Все снова собрались в большой лаборатории.

Флетчер вдруг поймал себя на том, что с любопытством разглядывает четырех студентов – ему хотелось понять, к кому же из них потянулось сердце Аниты. Но в помещении снова сделался полумрак, и к Флетчеру вернулось прежнее ощущение анонимности. Анита тоже надела белый халат, и, Флетчер решил, что она сделала это нарочно, скрылась в тени.

– Ладно, а теперь скажите мне, – попросил Флетчер, – кто же я такой: телепат, предсказатель будущего, медиум, или еще что-нибудь в этом же роде?

– Кем бы вы не оказались, – с едва сдерживаемым волнением в голосе проговорил Бодейкер и помахал в воздухе листками со своими записями, – вы уникальны, мистер Флетчер. Еще никому до сих пор не удавалось сталкиваться ни с чем подобным.

– Ну, и что же я такого особенного сделал?

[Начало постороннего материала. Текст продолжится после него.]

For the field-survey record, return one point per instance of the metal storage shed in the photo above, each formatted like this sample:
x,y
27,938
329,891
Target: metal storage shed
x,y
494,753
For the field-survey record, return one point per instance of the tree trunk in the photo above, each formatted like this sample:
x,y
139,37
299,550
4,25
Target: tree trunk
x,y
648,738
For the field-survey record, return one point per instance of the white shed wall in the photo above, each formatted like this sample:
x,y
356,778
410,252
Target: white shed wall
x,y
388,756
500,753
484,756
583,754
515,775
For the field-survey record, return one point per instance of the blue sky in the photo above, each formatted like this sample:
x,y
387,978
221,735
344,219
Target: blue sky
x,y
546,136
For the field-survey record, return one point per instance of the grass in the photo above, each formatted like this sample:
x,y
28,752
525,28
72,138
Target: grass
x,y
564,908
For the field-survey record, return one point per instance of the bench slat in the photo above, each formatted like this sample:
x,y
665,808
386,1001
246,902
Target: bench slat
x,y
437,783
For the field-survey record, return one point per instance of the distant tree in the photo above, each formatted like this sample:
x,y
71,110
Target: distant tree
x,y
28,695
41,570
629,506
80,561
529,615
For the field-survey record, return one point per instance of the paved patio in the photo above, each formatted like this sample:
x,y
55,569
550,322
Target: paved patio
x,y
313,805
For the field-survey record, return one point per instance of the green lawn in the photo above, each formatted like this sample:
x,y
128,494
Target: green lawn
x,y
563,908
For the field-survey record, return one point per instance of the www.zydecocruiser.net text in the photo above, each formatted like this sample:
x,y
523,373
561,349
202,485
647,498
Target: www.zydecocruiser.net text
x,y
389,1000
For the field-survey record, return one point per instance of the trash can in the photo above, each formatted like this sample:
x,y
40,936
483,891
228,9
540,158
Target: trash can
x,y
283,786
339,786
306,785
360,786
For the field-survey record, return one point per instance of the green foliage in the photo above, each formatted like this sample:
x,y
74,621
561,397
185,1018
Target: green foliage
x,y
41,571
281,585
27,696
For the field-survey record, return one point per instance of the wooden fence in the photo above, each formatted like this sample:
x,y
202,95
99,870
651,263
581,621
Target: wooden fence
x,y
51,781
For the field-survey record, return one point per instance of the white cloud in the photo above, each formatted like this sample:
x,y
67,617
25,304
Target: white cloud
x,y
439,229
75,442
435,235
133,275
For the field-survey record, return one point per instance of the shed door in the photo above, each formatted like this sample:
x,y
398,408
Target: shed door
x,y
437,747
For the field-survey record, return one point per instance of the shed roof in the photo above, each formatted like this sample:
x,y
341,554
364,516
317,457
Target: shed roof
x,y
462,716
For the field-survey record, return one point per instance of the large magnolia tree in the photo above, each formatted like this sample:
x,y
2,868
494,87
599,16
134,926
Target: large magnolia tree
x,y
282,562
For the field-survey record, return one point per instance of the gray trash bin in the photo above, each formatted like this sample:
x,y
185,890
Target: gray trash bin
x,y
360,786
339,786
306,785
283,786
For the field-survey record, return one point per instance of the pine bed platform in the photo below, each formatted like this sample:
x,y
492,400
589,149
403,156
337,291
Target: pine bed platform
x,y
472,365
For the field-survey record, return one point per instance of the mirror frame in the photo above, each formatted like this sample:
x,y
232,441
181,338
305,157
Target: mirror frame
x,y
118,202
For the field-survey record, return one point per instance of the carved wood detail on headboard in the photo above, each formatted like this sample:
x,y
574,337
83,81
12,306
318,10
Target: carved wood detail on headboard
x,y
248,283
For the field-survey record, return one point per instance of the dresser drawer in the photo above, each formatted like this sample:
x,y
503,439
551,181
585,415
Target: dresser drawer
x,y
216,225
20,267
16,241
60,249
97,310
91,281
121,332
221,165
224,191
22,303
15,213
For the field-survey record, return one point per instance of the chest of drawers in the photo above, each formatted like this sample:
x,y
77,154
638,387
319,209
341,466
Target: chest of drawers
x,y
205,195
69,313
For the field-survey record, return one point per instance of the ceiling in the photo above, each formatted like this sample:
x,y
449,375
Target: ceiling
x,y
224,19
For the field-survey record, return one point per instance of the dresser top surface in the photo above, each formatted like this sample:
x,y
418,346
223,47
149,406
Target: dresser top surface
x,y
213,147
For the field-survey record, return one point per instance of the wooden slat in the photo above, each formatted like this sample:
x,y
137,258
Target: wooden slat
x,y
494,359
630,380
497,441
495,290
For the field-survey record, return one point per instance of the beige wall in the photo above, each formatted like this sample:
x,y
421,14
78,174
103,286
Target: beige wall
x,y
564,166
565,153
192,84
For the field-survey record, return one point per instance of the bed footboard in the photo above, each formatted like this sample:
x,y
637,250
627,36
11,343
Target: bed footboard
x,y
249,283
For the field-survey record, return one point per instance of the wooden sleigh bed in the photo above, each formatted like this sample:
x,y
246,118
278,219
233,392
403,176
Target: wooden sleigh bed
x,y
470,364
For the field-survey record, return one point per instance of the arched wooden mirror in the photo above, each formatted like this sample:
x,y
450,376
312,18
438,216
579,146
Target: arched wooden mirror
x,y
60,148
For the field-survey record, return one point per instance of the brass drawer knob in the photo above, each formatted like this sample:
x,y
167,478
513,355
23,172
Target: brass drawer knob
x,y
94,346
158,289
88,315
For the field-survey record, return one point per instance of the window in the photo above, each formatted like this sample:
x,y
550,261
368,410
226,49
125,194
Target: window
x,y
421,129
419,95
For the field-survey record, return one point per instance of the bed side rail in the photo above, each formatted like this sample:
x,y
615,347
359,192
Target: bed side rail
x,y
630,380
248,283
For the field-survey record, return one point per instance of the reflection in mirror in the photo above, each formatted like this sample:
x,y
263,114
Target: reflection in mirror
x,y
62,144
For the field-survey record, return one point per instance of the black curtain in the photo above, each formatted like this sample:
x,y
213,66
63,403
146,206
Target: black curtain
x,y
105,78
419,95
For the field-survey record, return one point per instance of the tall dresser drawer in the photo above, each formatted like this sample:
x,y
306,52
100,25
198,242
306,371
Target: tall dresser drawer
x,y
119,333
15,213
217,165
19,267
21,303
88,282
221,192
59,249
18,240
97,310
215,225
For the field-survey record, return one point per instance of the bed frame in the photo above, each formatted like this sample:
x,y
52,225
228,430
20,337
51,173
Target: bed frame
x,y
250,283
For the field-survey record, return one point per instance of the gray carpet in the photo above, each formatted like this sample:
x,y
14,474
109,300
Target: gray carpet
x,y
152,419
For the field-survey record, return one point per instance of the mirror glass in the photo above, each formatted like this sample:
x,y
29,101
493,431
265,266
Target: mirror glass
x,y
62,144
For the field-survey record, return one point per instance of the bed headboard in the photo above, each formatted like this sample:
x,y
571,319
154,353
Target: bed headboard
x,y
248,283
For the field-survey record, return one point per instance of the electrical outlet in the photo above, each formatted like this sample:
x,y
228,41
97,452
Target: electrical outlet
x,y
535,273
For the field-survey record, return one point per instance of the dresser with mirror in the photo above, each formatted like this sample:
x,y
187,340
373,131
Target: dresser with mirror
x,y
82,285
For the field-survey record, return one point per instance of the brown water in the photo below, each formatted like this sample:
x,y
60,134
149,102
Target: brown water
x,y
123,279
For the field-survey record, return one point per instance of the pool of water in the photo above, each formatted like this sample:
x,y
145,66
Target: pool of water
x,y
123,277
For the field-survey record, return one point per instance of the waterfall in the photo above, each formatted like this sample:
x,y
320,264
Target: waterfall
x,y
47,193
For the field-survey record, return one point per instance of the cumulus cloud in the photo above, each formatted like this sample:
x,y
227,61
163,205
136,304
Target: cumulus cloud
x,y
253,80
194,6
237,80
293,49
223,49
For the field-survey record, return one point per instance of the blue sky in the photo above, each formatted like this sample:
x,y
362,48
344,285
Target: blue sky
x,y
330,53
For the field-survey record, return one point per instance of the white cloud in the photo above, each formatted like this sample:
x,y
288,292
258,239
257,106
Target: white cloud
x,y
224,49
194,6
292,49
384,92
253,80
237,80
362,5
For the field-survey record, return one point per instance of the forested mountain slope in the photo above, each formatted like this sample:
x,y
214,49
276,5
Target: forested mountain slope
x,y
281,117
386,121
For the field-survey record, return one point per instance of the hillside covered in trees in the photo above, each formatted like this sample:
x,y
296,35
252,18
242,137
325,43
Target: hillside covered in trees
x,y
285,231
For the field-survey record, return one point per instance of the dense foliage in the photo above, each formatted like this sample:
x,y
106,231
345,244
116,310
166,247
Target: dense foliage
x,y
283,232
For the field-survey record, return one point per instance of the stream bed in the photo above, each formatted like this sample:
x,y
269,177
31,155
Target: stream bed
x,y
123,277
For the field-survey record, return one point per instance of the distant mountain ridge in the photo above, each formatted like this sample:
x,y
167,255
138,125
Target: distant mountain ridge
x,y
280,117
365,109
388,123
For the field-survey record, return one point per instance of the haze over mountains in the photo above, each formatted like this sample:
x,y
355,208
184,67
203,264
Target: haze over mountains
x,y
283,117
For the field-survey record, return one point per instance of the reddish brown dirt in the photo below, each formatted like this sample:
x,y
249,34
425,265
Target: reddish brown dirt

– То, как проводились тесты, не имеет никакого значения, – с триумфом в голосе провозгласил Бодейкер, – «вы не назвали ни одной карточки правильно».

– Что! – выкрикнул Флетчер.

– Ни единой. Знаете, что это значит?

– Что мы все зря потратили наше время.

– А вот и нет, мистер Флетчер. Как раз наоборот. Вам должно быть понятно значение этих тестов с математической точки зрения. У нас есть двадцать пять карточек – по пять каждого символа. Если бы речь шла о простой случайности, среднее число угаданных символов равнялось бы пяти. Конечно, в каждом отдельном случае данные могут быть разными, от двух до восьми, но в нашем – результат должен равняться пяти.

– Это очевидно. Но…

– Значит, полученный нами ноль так же важен, как если бы вы угадали все двадцать пять карточек. Чтобы избежать попадания в те пять карточек, которые вы могли бы угадать случайно, вы должны были знать, какой символ изображен на каждой из карточек – или если бы точным, вы должны были знать, что на карточке не изображено.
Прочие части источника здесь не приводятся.